Friday, May 14, 1999 Published at 19:03 GMT 20:03 UK
Who's being spied on?
New claims that Chinese agents have penetrated a top level US nuclear weapons laboratory are a sobering reminder that the art of spying is still alive and well.
The Cold War may be over, but as the case of the former MI6 spy Richard Tomlinson shows, there is still plenty of cut and thrust in the covert world of state intelligence.
Of course things have changed dramatically since the era of Burgess and McLean. Britain's two main security services, MI5 (domestic operations) and MI6 (overseas), like the CIA in America, have suffered budget cuts and problems with staff morale.
And recruitment is no longer down to the simple "old school tie" principle, but instead conducted through newspaper advertisements and telephone inquiry lines.
Added to this is the fact that it is now more difficult than ever to "know your enemy". The days of the monolithic enemy - Soviet communism - are long gone.

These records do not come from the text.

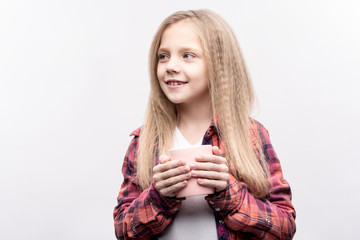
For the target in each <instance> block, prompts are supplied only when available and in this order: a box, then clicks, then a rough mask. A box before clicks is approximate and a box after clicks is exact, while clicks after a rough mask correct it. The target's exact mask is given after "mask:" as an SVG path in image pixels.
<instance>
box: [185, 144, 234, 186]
mask: <svg viewBox="0 0 360 240" xmlns="http://www.w3.org/2000/svg"><path fill="white" fill-rule="evenodd" d="M212 152H213V154H214V155H201V156H197V157H195V160H196V162H195V163H193V164H191V165H190V168H191V176H192V177H196V178H198V183H199V184H200V185H202V186H207V187H213V188H215V192H220V191H222V190H224V189H225V188H226V186H227V185H228V183H229V167H228V165H227V161H226V158H224V157H222V156H221V151H220V149H219V148H218V147H216V146H215V147H212Z"/></svg>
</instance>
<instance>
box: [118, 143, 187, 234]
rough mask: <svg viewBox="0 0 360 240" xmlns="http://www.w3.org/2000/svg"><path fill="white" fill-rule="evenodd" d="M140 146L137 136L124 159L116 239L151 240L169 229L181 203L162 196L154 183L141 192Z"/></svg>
mask: <svg viewBox="0 0 360 240" xmlns="http://www.w3.org/2000/svg"><path fill="white" fill-rule="evenodd" d="M137 147H138V137H134V138H133V140H132V141H131V143H130V146H129V148H128V151H127V152H126V155H125V158H124V163H123V168H122V173H123V176H124V181H123V183H122V185H121V188H120V192H119V195H118V197H117V201H118V204H117V206H116V207H115V209H114V225H115V235H116V237H117V239H139V238H141V239H150V238H151V237H152V236H154V235H156V234H158V233H160V232H162V231H163V230H164V229H165V228H166V226H167V225H168V224H169V223H170V222H171V221H172V220H173V218H174V216H175V214H176V212H177V210H178V209H179V208H180V206H181V201H179V200H176V199H172V198H165V197H162V196H161V195H160V194H159V193H158V191H157V190H156V189H155V185H154V182H153V183H152V184H151V185H150V187H149V188H148V189H145V190H144V191H141V190H140V188H139V187H138V185H137V184H136V181H135V161H136V152H137Z"/></svg>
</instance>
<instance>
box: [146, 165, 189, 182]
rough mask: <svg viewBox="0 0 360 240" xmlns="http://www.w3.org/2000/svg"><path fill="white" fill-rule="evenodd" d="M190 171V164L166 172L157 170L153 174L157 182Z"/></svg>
mask: <svg viewBox="0 0 360 240" xmlns="http://www.w3.org/2000/svg"><path fill="white" fill-rule="evenodd" d="M187 173H190V167H189V166H182V167H177V168H174V169H170V170H167V171H165V172H156V173H154V175H153V180H154V181H155V182H159V181H163V180H166V179H169V178H172V177H176V176H178V175H182V174H187Z"/></svg>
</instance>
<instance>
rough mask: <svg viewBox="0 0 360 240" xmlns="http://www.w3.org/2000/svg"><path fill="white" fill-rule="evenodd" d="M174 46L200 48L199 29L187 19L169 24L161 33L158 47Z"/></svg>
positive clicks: (165, 47)
mask: <svg viewBox="0 0 360 240" xmlns="http://www.w3.org/2000/svg"><path fill="white" fill-rule="evenodd" d="M174 46H179V47H180V46H181V47H185V46H186V47H196V48H200V49H202V43H201V39H200V35H199V31H198V29H197V27H196V26H195V24H194V23H192V22H191V20H189V19H185V20H181V21H178V22H176V23H173V24H171V25H169V26H168V27H167V28H166V29H165V30H164V32H163V33H162V35H161V42H160V48H170V47H174Z"/></svg>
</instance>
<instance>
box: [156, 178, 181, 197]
mask: <svg viewBox="0 0 360 240" xmlns="http://www.w3.org/2000/svg"><path fill="white" fill-rule="evenodd" d="M186 185H187V181H182V182H179V183H177V184H175V185H172V186H170V187H167V188H163V189H161V190H158V192H159V193H160V194H161V195H163V196H165V197H176V194H177V192H179V191H180V190H181V189H183V188H184V187H186Z"/></svg>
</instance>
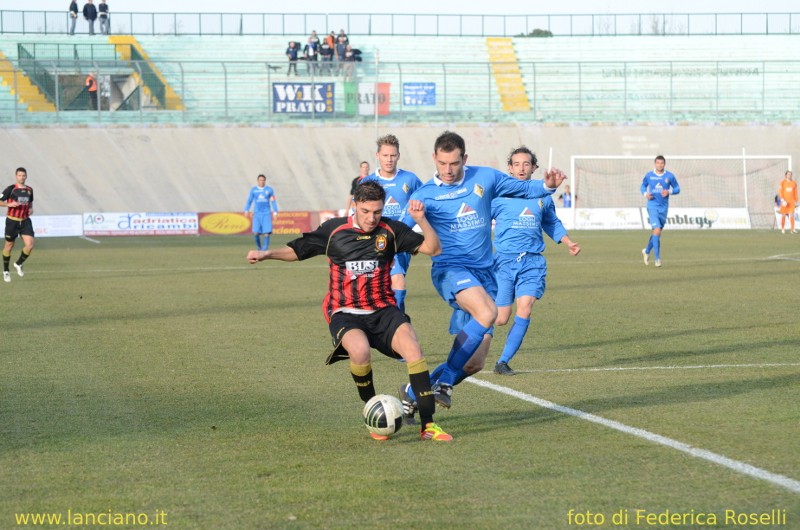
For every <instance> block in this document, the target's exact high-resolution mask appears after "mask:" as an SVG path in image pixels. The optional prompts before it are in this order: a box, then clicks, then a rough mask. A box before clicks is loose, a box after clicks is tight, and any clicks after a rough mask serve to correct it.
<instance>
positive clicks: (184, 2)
mask: <svg viewBox="0 0 800 530" xmlns="http://www.w3.org/2000/svg"><path fill="white" fill-rule="evenodd" d="M99 1H100V0H95V4H97V3H99ZM85 3H86V2H85V0H78V5H79V6H80V7H83V4H85ZM107 3H108V6H109V9H110V11H111V13H112V14H113V13H114V11H118V12H145V13H185V12H192V13H194V12H203V13H406V14H408V13H415V14H468V15H485V14H495V15H510V14H515V13H520V14H526V15H543V14H550V15H557V14H589V13H791V12H795V13H797V12H800V6H798V5H797V3H796V2H793V1H792V0H760V2H758V5H757V6H756V3H755V2H753V1H752V0H672V1H670V2H664V1H663V0H658V1H652V0H639V1H638V2H635V3H634V2H631V1H630V0H561V1H560V2H545V1H542V0H534V1H529V2H526V6H525V9H524V12H523V11H521V10H520V9H519V6H518V5H516V4H517V3H516V2H511V1H509V2H508V4H507V5H508V7H507V9H503V8H502V7H501V8H499V9H492V7H494V6H489V5H487V2H486V0H439V1H437V2H431V1H430V0H404V1H403V2H402V5H401V4H399V3H395V2H385V1H384V2H378V1H375V0H348V1H346V2H345V1H338V0H302V1H299V2H292V3H290V2H285V1H281V2H278V1H269V0H226V1H220V0H172V1H170V0H107ZM68 6H69V0H0V10H24V11H66V10H67V7H68Z"/></svg>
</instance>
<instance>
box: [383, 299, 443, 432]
mask: <svg viewBox="0 0 800 530" xmlns="http://www.w3.org/2000/svg"><path fill="white" fill-rule="evenodd" d="M403 316H405V314H404V315H403ZM406 319H407V317H406ZM392 350H394V351H395V352H397V353H398V354H399V355H400V356H401V357H402V358H403V359H404V360H405V361H406V367H407V369H408V381H409V384H410V386H411V388H410V390H409V391H408V394H409V395H413V396H414V401H415V403H416V408H417V409H418V410H419V418H420V421H421V424H422V428H423V429H424V428H425V425H426V424H428V423H431V422H432V421H433V412H434V410H435V408H436V402H435V401H434V398H433V391H432V390H431V376H430V373H429V372H428V363H427V361H426V360H425V358H424V357H423V356H422V348H421V347H420V345H419V341H418V340H417V335H416V333H415V332H414V328H413V327H412V326H411V324H410V323H408V322H406V323H405V324H403V325H402V326H400V327H399V328H397V330H396V331H395V333H394V336H393V337H392ZM404 405H405V404H404ZM412 407H413V406H412ZM408 412H410V413H411V417H413V414H414V411H413V410H409V411H408Z"/></svg>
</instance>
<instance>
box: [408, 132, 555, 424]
mask: <svg viewBox="0 0 800 530" xmlns="http://www.w3.org/2000/svg"><path fill="white" fill-rule="evenodd" d="M433 162H434V164H435V165H436V175H435V176H434V177H433V178H432V179H431V180H429V181H428V182H426V183H425V184H423V185H422V187H421V188H420V189H418V190H417V191H416V192H414V194H413V195H412V196H411V199H412V200H417V201H421V202H423V203H424V204H425V214H426V217H427V218H428V221H429V222H430V224H431V225H432V226H433V227H434V229H435V230H436V233H437V234H438V235H439V238H440V239H441V240H442V253H441V254H440V255H438V256H435V257H434V258H432V261H433V265H432V266H431V280H432V281H433V286H434V287H435V288H436V290H437V291H438V293H439V296H441V297H442V299H443V300H444V301H445V302H447V303H448V304H449V305H450V307H452V308H453V315H452V317H451V319H450V333H451V334H453V335H455V336H456V337H455V340H454V341H453V346H452V348H451V349H450V353H449V354H448V355H447V361H446V362H444V363H442V364H440V365H439V366H437V367H436V368H435V369H434V370H433V373H432V378H433V380H432V382H433V383H434V386H433V390H434V393H435V399H436V402H437V403H438V404H439V405H440V406H442V407H445V408H449V407H450V405H451V397H452V393H453V386H454V385H456V384H458V383H460V382H461V381H463V380H464V379H465V378H467V377H468V376H470V375H471V374H472V373H474V372H470V371H468V370H465V367H467V368H468V363H469V361H470V359H471V358H472V356H473V355H474V354H475V352H476V351H478V348H479V347H480V346H481V344H482V343H483V341H484V340H488V339H485V336H487V335H490V334H491V328H492V326H493V325H494V323H495V320H496V319H497V306H496V305H495V303H494V297H495V295H496V294H497V280H496V279H495V275H494V270H493V261H492V199H494V198H495V197H521V198H528V199H538V198H539V197H544V196H547V195H552V194H553V193H554V192H555V190H556V188H558V186H559V185H560V184H561V182H563V180H564V179H565V178H566V176H565V175H564V173H563V172H561V171H560V170H557V169H551V170H550V171H548V172H547V173H546V174H545V176H544V181H541V180H517V179H514V178H511V177H510V176H508V175H506V174H505V173H502V172H500V171H497V170H495V169H492V168H489V167H479V166H469V167H467V166H466V163H467V154H466V145H465V142H464V139H463V138H462V137H461V136H459V135H458V134H456V133H454V132H450V131H445V132H444V133H442V134H441V135H439V137H438V138H437V139H436V141H435V142H434V146H433ZM403 222H404V223H406V224H410V225H413V223H414V221H413V220H412V219H409V218H407V217H404V218H403ZM414 394H415V393H414V392H413V388H412V389H404V390H402V391H401V392H400V398H401V400H402V401H403V408H404V411H405V413H406V417H409V416H411V415H413V413H414Z"/></svg>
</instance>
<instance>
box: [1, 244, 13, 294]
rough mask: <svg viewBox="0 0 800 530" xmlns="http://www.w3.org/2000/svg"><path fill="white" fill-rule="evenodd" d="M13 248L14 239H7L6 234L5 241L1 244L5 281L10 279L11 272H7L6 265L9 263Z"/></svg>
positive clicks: (7, 266)
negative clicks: (5, 240) (1, 248)
mask: <svg viewBox="0 0 800 530" xmlns="http://www.w3.org/2000/svg"><path fill="white" fill-rule="evenodd" d="M6 234H8V233H6ZM13 248H14V240H13V239H12V240H11V241H8V235H6V242H5V244H4V245H3V281H5V282H10V281H11V273H9V272H8V266H9V264H10V263H11V250H12V249H13Z"/></svg>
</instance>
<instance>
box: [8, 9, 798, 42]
mask: <svg viewBox="0 0 800 530" xmlns="http://www.w3.org/2000/svg"><path fill="white" fill-rule="evenodd" d="M110 18H111V32H112V33H114V34H131V35H308V34H310V33H311V31H312V30H316V31H317V32H318V33H319V34H320V35H325V34H327V33H328V32H330V31H336V32H337V33H338V32H339V30H340V29H345V30H346V32H347V33H349V34H352V35H399V36H403V35H417V36H444V37H451V36H506V37H513V36H523V35H530V34H531V33H532V32H534V30H543V31H548V32H550V33H552V34H553V35H555V36H604V35H608V36H623V35H787V34H792V35H793V34H798V33H800V13H758V12H756V13H631V14H601V13H594V14H581V15H573V14H553V15H524V14H514V15H459V14H453V15H448V14H440V15H425V14H413V13H396V14H374V13H373V14H370V13H339V14H335V13H334V14H330V13H303V14H290V13H130V12H114V13H112V15H111V17H110ZM68 27H69V16H68V14H67V12H66V10H64V11H10V10H0V34H66V33H67V31H68ZM76 31H78V32H84V33H86V32H87V31H88V25H87V23H86V22H85V21H84V20H83V19H82V18H79V20H78V26H77V29H76Z"/></svg>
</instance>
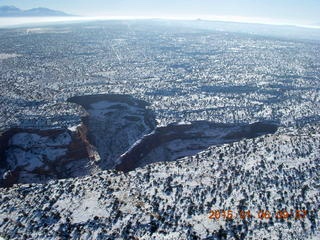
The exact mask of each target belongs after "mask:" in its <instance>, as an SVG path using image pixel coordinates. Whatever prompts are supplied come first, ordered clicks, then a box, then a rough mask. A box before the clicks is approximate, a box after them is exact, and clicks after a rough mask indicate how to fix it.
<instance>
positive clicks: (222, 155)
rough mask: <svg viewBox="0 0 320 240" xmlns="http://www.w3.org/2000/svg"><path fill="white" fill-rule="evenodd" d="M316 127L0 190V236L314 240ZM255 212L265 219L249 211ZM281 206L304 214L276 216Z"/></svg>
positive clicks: (318, 212) (71, 238) (317, 163)
mask: <svg viewBox="0 0 320 240" xmlns="http://www.w3.org/2000/svg"><path fill="white" fill-rule="evenodd" d="M319 131H320V126H319V125H315V126H305V127H304V128H301V129H291V130H290V129H286V130H285V131H283V129H282V130H281V129H280V131H278V132H277V133H275V134H273V135H265V136H260V137H258V138H253V139H243V140H241V141H239V142H234V143H226V144H223V145H221V146H214V147H210V148H209V149H207V150H205V151H202V152H199V153H198V154H197V155H195V156H192V157H186V158H183V159H181V160H179V161H174V162H164V163H154V164H150V165H147V166H146V167H144V168H137V169H135V170H134V171H130V172H128V173H126V174H124V173H121V172H115V171H113V170H108V171H103V172H100V173H97V174H95V175H92V176H87V177H83V178H75V179H66V180H59V181H52V182H49V183H48V184H29V185H16V186H14V187H13V188H10V189H2V190H1V195H0V233H1V234H0V236H2V237H4V238H10V239H57V238H60V239H225V238H226V239H319V237H320V231H319V224H320V221H319V202H320V191H319V177H320V176H319V172H320V171H319V170H320V168H319V166H320V165H319V163H320V162H319V151H320V135H319ZM35 202H37V204H36V205H35V204H34V203H35ZM210 210H232V212H233V214H235V213H238V211H239V210H246V211H251V214H252V218H245V219H244V220H242V219H241V218H240V217H239V216H238V215H237V216H235V217H234V219H233V220H226V219H224V218H223V217H221V218H220V219H219V220H216V219H210V218H209V216H210ZM259 210H268V211H270V214H271V218H270V219H259V218H257V214H258V212H259ZM280 210H287V211H288V212H291V211H292V212H293V213H294V214H295V212H296V211H300V210H301V211H302V210H307V211H308V213H307V214H306V215H304V216H303V217H302V215H301V217H299V218H297V219H295V218H294V217H290V218H288V219H281V218H278V217H277V216H276V215H275V213H276V212H277V211H280Z"/></svg>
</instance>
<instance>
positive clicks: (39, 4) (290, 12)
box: [0, 0, 320, 25]
mask: <svg viewBox="0 0 320 240" xmlns="http://www.w3.org/2000/svg"><path fill="white" fill-rule="evenodd" d="M1 5H13V6H16V7H19V8H22V9H30V8H35V7H47V8H52V9H55V10H61V11H65V12H67V13H71V14H75V15H81V16H107V17H112V16H131V17H163V18H209V19H210V18H211V19H217V20H234V21H237V19H238V20H239V21H245V22H246V21H247V22H250V21H251V22H264V21H265V22H266V23H268V22H270V23H277V22H279V23H284V24H285V23H288V24H289V23H292V24H311V25H313V24H317V25H320V14H319V13H320V0H0V6H1Z"/></svg>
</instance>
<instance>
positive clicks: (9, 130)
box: [0, 127, 96, 187]
mask: <svg viewBox="0 0 320 240" xmlns="http://www.w3.org/2000/svg"><path fill="white" fill-rule="evenodd" d="M84 129H85V128H84V127H79V128H78V130H77V131H75V132H72V131H70V130H68V129H47V130H38V129H18V128H17V129H10V130H9V131H7V132H5V133H4V134H3V135H2V136H1V137H0V141H1V148H0V164H1V165H0V175H1V176H2V179H1V180H0V187H8V186H11V185H12V184H14V183H32V182H47V181H48V180H50V179H59V178H68V177H79V176H85V175H88V174H90V173H92V172H93V171H94V170H95V169H96V166H95V162H96V161H95V159H94V154H92V151H91V146H90V144H89V143H88V142H87V141H86V139H85V138H83V133H82V132H83V131H84Z"/></svg>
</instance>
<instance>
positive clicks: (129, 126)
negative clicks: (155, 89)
mask: <svg viewBox="0 0 320 240" xmlns="http://www.w3.org/2000/svg"><path fill="white" fill-rule="evenodd" d="M69 101H70V102H73V103H77V104H80V105H81V106H83V107H84V108H85V109H86V111H87V112H88V115H87V116H85V117H83V118H82V122H83V124H84V126H85V127H86V128H87V136H88V140H89V141H90V143H91V144H92V145H93V146H94V147H95V148H96V150H97V152H98V153H99V156H100V158H101V161H100V164H99V166H100V168H101V169H112V168H114V167H115V166H116V165H117V162H116V161H117V159H118V158H119V157H120V155H121V154H123V153H124V152H125V151H127V150H128V149H129V148H130V147H131V146H132V145H133V144H134V143H135V142H136V141H137V140H139V139H141V138H142V137H143V136H144V135H146V134H148V133H150V132H151V131H152V130H153V129H154V128H155V126H156V122H155V117H154V115H153V112H152V111H151V110H149V109H147V108H146V106H148V103H147V102H144V101H141V100H138V99H135V98H133V97H131V96H127V95H116V94H114V95H112V94H111V95H90V96H79V97H73V98H70V99H69Z"/></svg>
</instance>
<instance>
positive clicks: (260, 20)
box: [0, 15, 320, 30]
mask: <svg viewBox="0 0 320 240" xmlns="http://www.w3.org/2000/svg"><path fill="white" fill-rule="evenodd" d="M8 19H15V20H22V21H21V22H19V21H17V22H12V23H9V24H8V22H9V21H8ZM1 20H5V21H4V22H2V21H1ZM27 20H30V21H27ZM39 20H42V21H39ZM99 20H172V21H211V22H227V23H244V24H261V25H271V26H290V27H298V28H309V29H319V30H320V25H316V24H314V25H312V24H303V23H294V22H289V21H286V20H279V19H278V20H277V19H267V18H252V17H242V16H205V15H203V16H156V15H155V16H141V15H140V16H137V15H126V16H124V15H123V16H121V15H109V16H106V15H102V16H49V17H0V27H1V28H5V27H15V26H22V25H28V24H29V25H30V24H35V25H39V24H46V23H65V22H79V21H80V22H90V21H99Z"/></svg>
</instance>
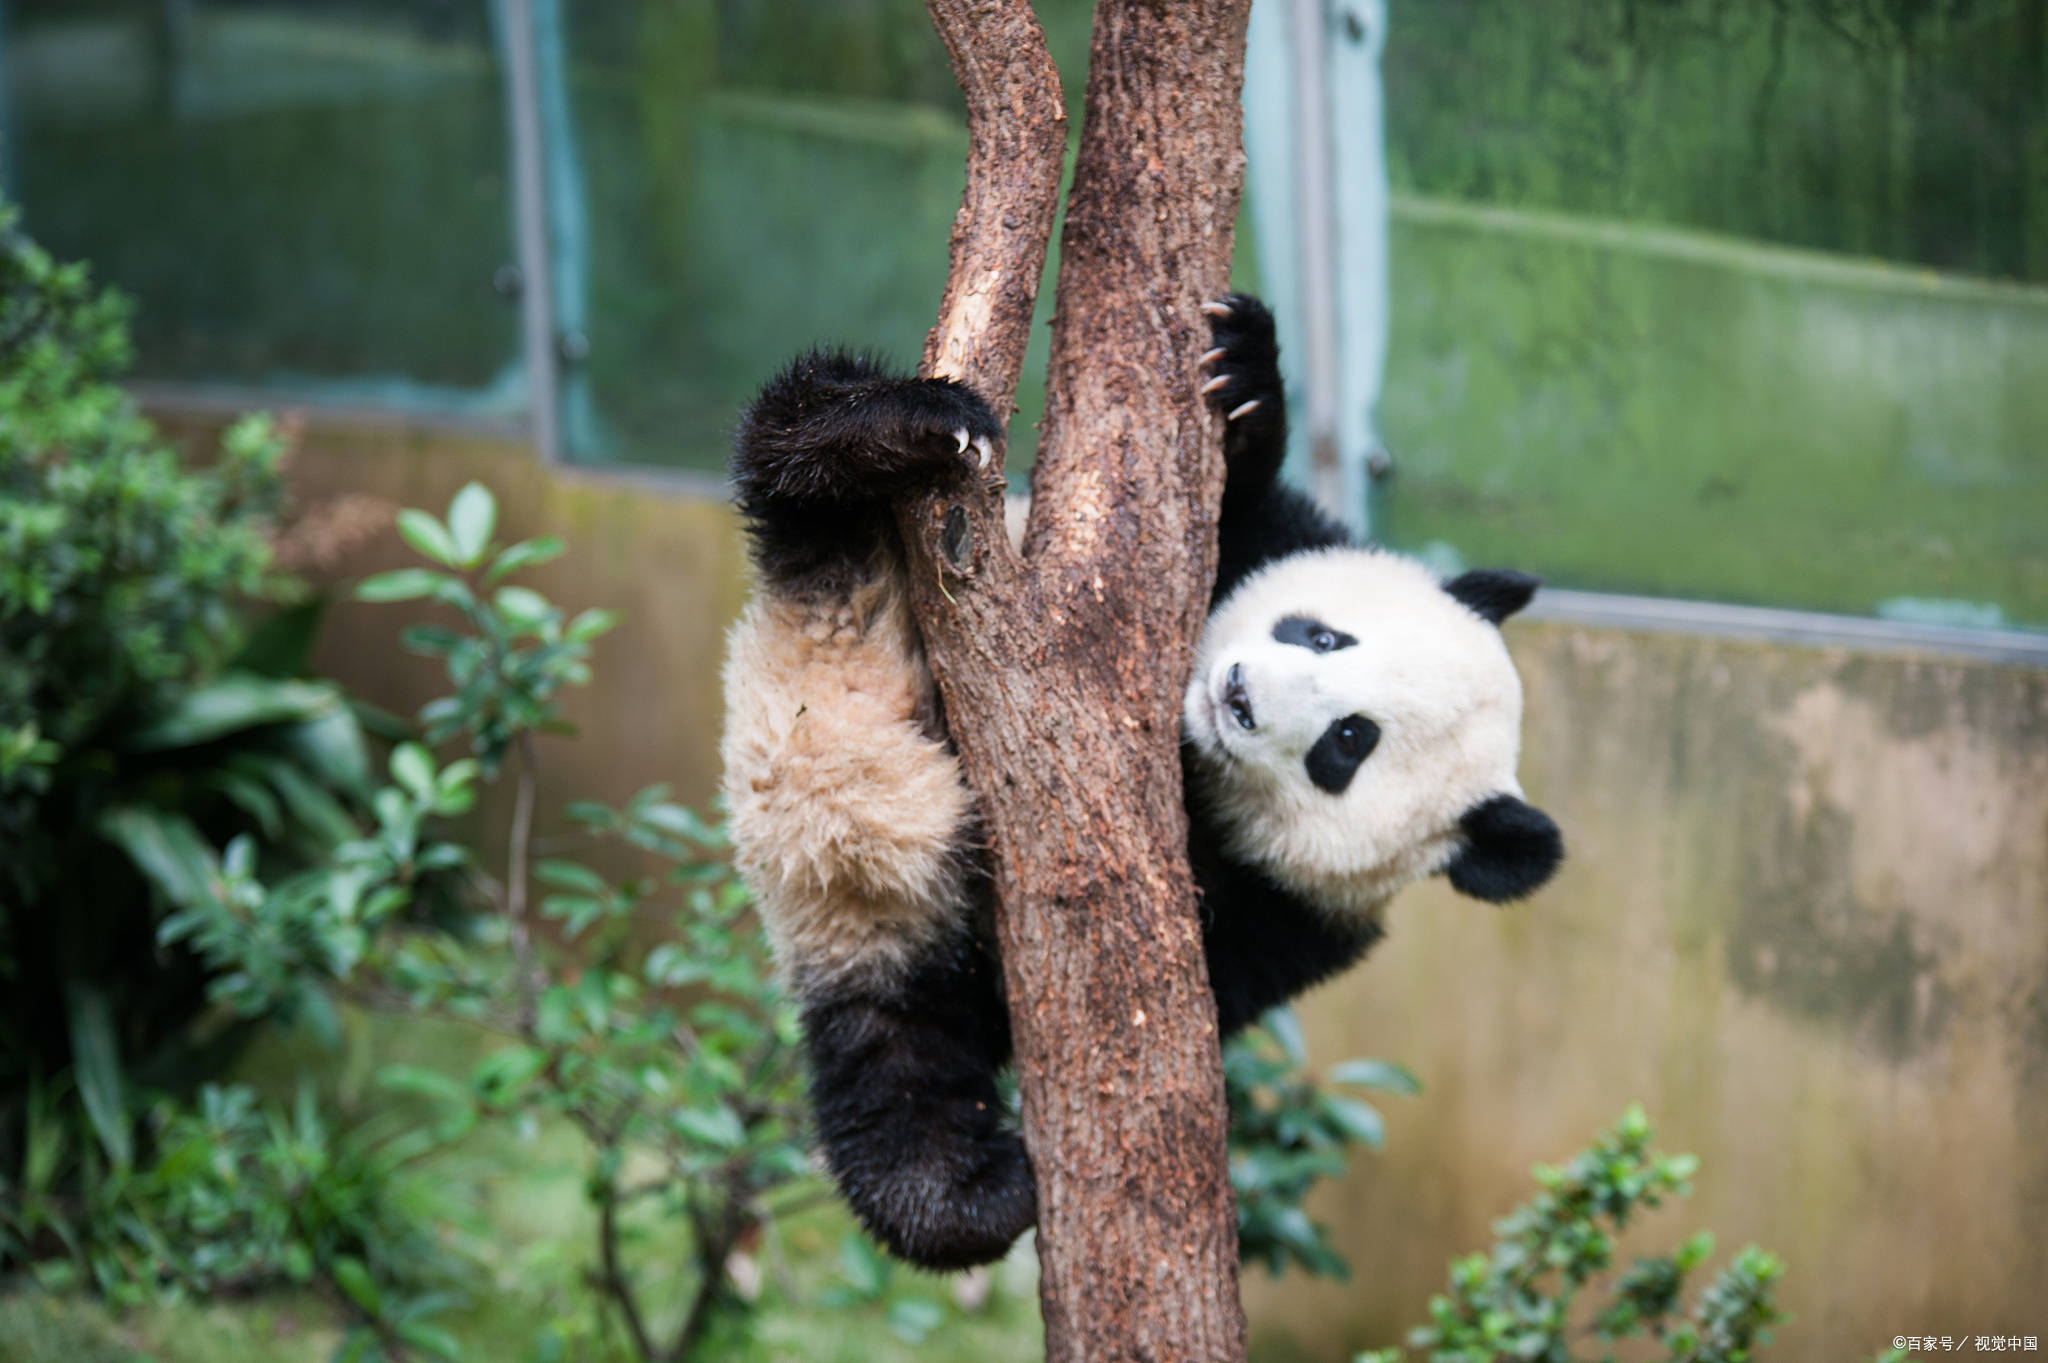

But something that has not altered, at least according to the chairman of the Parliamentary Intelligence and Security Committee, Tom King MP, is the work level.
Earlier this year, Mr King sought to justify the role of security services in this post-Berlin Wall age, and the £700m annual funding they receive.
"This is a more complicated world. The threats are changing. They are no less but are not the same nature," he said.
"The business of spying is still very active. It's still a very important aspect of the security of every large and most middle-sized powers, as well as smaller countries that are in a threatening situation."
One of the most high-profile targets of intelligence services is terrorism.
Despite the peace process in Northern Ireland, terrorism is still viewed as a major threat in the UK's corridors of power. Stella Rimington, before she finished as head of MI5, said it took up about 50% of the agency's time.
The bombings of US embassies in Nairobi and Dar es Salaam last August, raised the stakes in the war against international terrorism.
Blame for the attacks was pinned on the Islamic fundamentalist Osama bin Laden and America's subsequent missile strikes on targets in Sudan and Afghanistan were, it is claimed, the result of its international intelligence operations.
Organised crime, traditionally targeted by regular police, was added to the remit of the UK's security services in 1995/6. It encompasses the fight against drug trafficking, arms shipments and money-laundering.
The decision to add it to the portfolios of MI5 and MI6, or "five" and "six" as they are known in the trade, led to concerns they were becoming overloaded with work.
Involvement in espionage and counter-espionage is largely a "continuation of the traditional role, in so far as we still have states against us," says Prof Wilkinson.
On the surface, relations between the UK and Russia may be better than at anytime during the Cold War, but scratch deeper and there is still great uncertainty.
"While Russia may be a friendly face at the moment, there are uncertainties about it in the long-term. Will groups that are very anti-Western in the Russian Duma push the present, moderate leadership and form a leadership that is much more hostile?"
Industrial and economic espionage has witnessed huge growth as technology has become more powerful and accessible. It is the job of security operatives to keep track of equipment which might fall into the "wrong hands".
Another aspect is that seemingly benign technologies may have a dual use and so be used for military purposes.
This spills over into the fight by Western governments to stop the spread of nuclear and chemical weapons - counter-proliferation.
"We live in an age where a number of regimes are trying to equip themselves with nuclear or chemical weapons - weapons of mass destruction," said Prof Wilkinson.
Keeping track is somewhat harder, as can be seen in the case of India's first nuclear test, last year, which caught the rest of the world completely by surprise.
Yet Prof Wilkinson says that while intelligence services often take the rap, mistake may be the fault of governments which chose not to act of information.
And he remains convinced of the need for secret intelligence.
"The value of intelligence in times of crises is so great that whatever blunders you find you still cannot come to the conclusion that says a democratic premier could do away with them."